The property in question is owned by Bill Chafin, whose family gave the Mingo County Board of Education the property for the school with the stipulation that if and when the school was ever closed, the property would revert back to the family. The building is now in a severe state of disrepair with portions of the roof falling in, windows broken out and walls caving in.
“The issue with demolishing this building is the cost it would take to have the asbestos removed that is in the floor tiles that becomes a health hazard when disturbed,” said Commission President Greg “Hootie” Smith.
County Attorney Glen Rutledge was in agreement with the Ragland residents that the building was an eyesore and needed to be demolished, saying that he knew they could get it condemned, adding that he had worked hard since the 1980s to have the building torn down and said the commission just has to put the ordinance concerning such circumstances into operation.
Sawyers asked if the county was willing to perform the job if the property holder could be held responsible for the cost.
“Mr. Chafin is a grown man,” Sawyers said. “He knew what he was doing when he accepted the property back from the Board of Education in the shape it was in.”
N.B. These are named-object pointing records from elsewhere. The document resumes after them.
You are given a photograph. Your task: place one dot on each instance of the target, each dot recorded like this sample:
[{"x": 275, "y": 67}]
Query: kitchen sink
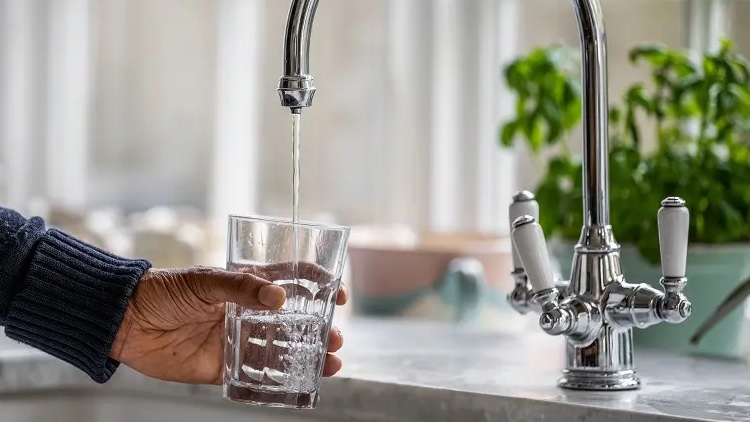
[{"x": 85, "y": 406}]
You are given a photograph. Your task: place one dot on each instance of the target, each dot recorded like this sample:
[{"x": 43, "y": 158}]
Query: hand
[{"x": 174, "y": 323}]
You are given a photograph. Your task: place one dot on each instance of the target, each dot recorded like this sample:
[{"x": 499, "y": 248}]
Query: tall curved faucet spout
[{"x": 296, "y": 91}]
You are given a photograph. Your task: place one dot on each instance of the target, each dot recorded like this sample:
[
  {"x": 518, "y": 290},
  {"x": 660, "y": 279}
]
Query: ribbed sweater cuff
[{"x": 73, "y": 301}]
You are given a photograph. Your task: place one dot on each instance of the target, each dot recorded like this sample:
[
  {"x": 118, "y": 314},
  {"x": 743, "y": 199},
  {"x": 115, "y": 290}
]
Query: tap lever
[
  {"x": 674, "y": 222},
  {"x": 528, "y": 238},
  {"x": 523, "y": 203}
]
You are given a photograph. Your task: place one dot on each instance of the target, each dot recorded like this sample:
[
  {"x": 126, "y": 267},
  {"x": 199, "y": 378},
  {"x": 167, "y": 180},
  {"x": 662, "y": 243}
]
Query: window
[{"x": 140, "y": 103}]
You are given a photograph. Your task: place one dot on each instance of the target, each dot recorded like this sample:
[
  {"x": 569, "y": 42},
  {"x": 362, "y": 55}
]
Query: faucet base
[
  {"x": 599, "y": 381},
  {"x": 604, "y": 365}
]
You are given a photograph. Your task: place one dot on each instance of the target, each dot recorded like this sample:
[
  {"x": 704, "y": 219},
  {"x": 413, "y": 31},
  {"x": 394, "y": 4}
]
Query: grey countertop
[{"x": 412, "y": 371}]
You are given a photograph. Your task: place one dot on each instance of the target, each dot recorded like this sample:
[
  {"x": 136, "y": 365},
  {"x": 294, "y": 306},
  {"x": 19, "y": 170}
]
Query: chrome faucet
[{"x": 597, "y": 310}]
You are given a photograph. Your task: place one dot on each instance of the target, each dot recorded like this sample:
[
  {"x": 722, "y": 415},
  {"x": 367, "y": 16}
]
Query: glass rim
[{"x": 288, "y": 222}]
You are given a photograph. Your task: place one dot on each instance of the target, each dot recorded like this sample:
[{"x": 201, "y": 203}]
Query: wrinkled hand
[{"x": 174, "y": 323}]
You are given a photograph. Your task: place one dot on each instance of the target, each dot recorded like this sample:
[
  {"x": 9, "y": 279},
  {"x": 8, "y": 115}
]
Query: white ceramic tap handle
[
  {"x": 674, "y": 223},
  {"x": 523, "y": 204},
  {"x": 532, "y": 249}
]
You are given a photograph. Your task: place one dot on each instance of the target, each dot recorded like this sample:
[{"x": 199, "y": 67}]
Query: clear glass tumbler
[{"x": 275, "y": 358}]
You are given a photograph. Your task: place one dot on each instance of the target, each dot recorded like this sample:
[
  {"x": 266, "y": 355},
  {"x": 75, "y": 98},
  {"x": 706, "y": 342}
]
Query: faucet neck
[
  {"x": 296, "y": 91},
  {"x": 595, "y": 113}
]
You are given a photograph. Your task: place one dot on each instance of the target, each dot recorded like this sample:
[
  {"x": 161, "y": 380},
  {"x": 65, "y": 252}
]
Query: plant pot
[{"x": 713, "y": 272}]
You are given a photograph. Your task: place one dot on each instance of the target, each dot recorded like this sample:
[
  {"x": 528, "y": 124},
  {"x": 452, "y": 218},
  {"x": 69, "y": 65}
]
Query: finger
[
  {"x": 246, "y": 290},
  {"x": 332, "y": 365},
  {"x": 335, "y": 340},
  {"x": 343, "y": 296}
]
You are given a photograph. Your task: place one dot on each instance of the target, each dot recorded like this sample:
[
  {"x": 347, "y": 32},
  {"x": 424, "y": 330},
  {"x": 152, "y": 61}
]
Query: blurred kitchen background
[{"x": 140, "y": 124}]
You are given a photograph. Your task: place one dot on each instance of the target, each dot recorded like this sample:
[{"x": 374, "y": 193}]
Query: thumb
[{"x": 244, "y": 289}]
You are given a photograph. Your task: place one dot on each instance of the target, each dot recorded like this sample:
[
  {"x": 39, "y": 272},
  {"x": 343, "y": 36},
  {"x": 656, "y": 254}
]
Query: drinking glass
[{"x": 275, "y": 358}]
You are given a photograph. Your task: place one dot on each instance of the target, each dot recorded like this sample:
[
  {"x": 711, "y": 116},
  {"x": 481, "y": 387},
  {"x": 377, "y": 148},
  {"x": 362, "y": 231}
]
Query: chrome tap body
[{"x": 597, "y": 310}]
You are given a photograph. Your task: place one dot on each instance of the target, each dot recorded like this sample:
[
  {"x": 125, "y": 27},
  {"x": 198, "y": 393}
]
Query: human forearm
[{"x": 61, "y": 295}]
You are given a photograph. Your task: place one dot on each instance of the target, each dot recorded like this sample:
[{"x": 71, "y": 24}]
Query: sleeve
[{"x": 63, "y": 296}]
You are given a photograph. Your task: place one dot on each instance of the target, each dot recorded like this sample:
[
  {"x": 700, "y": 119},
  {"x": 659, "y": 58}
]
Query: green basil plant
[{"x": 696, "y": 113}]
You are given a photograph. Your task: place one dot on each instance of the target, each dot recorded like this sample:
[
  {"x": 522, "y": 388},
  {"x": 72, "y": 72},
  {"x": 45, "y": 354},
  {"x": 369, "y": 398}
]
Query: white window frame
[
  {"x": 449, "y": 114},
  {"x": 235, "y": 183}
]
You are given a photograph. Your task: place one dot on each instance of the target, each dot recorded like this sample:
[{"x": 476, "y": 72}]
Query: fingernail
[{"x": 272, "y": 296}]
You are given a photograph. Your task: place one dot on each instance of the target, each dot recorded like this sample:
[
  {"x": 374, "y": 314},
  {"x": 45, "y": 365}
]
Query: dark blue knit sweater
[{"x": 62, "y": 296}]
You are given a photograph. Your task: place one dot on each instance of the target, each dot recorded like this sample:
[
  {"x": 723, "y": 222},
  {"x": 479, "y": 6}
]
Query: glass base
[{"x": 289, "y": 400}]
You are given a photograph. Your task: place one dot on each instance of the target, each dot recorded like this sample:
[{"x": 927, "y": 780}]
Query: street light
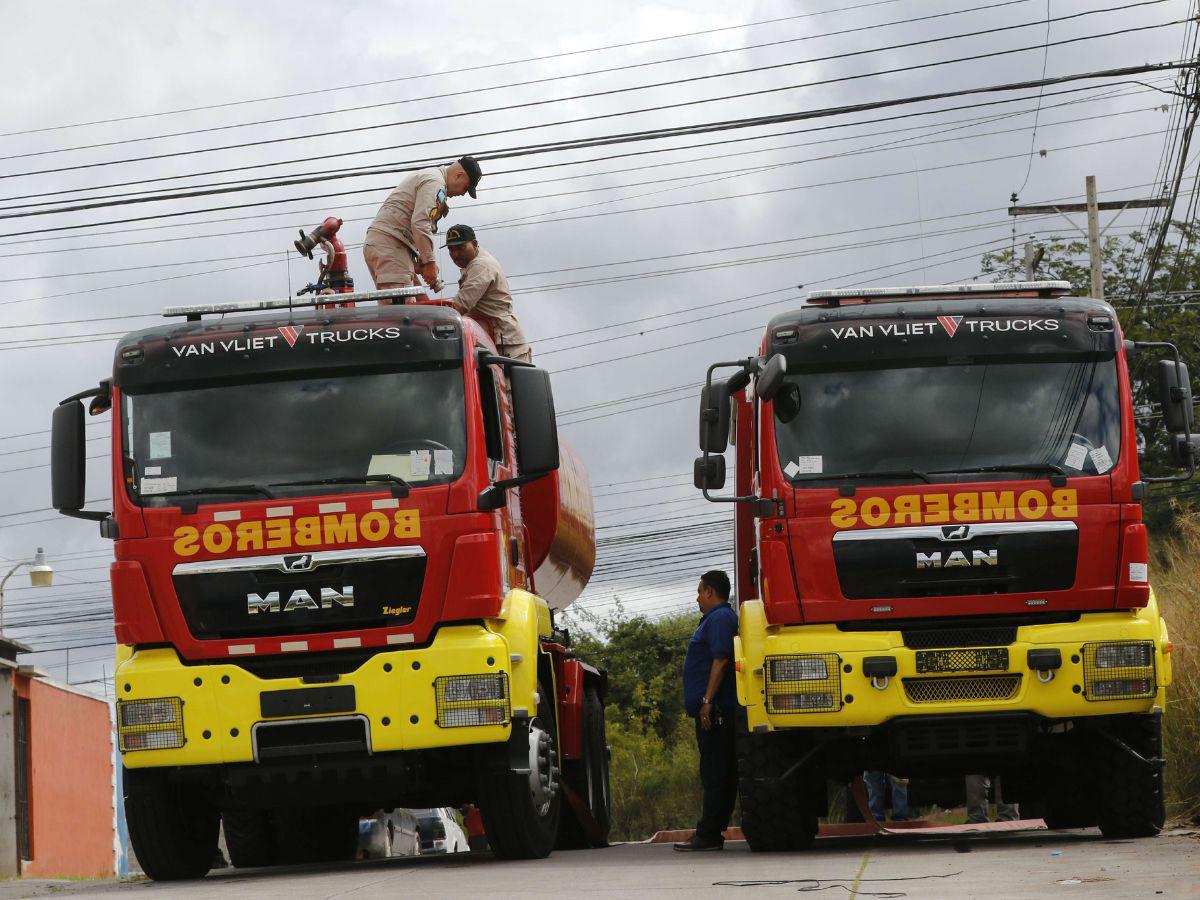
[{"x": 41, "y": 575}]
“To gain the right to go on that person’s property and demolish this building would require legal action,” Smith said. “It has to be a legal process. If you tear down his building and you use county funds, then you have enhanced his property.”
According to Rutledge, the first part of the process is to inspect the property and acquire an estimate on the cost or removing the asbestos. This would require the opinion of an expert, and Smith said he was not comfortable taking county funds to pay an inspector to appraise a job on a building not owned by the county, until a legal process is in play.
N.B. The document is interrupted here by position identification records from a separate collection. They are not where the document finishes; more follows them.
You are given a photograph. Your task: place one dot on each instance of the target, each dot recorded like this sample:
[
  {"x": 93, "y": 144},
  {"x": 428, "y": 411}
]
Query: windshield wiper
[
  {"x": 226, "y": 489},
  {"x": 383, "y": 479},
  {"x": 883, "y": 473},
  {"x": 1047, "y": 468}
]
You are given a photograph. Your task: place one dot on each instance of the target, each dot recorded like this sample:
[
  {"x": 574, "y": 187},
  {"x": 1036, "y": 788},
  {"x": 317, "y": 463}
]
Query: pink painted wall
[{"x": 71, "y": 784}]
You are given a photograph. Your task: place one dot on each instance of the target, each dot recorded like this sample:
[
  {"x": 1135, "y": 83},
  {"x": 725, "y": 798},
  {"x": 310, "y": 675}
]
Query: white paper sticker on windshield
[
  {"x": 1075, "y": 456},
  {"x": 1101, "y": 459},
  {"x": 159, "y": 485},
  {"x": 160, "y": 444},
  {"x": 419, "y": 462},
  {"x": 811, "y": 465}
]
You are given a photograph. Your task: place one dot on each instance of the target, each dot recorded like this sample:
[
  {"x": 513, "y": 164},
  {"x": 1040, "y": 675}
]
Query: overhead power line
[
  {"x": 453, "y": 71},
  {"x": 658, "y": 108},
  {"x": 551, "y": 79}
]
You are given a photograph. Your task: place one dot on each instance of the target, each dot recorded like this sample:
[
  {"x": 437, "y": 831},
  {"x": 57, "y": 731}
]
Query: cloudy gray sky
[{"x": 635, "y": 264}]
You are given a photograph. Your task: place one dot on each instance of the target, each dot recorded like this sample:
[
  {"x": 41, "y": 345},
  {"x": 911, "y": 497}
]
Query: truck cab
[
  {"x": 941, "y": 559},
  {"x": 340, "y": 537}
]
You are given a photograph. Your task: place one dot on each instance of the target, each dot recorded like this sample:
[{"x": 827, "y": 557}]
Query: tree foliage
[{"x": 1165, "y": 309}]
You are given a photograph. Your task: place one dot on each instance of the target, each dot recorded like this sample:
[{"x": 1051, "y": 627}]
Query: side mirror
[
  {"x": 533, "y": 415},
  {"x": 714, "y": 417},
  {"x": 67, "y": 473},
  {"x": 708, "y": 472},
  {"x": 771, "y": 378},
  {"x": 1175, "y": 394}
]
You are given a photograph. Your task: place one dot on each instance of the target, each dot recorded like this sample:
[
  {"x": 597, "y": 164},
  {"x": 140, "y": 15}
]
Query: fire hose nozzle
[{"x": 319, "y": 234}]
“I don’t want someone saying I’m spending county money on private property,” the commission president said. “If the commission wants to proceed, Mr. Rutledge can draft the paperwork, and if the landowner consents - fine. Then we can have someone specializing in asbestos removal to come in and give us a quote, but I’m not going over there on a handshake and a smile.”
The commission discussed placing a lien against the property to assure payment for the cost of completing the job.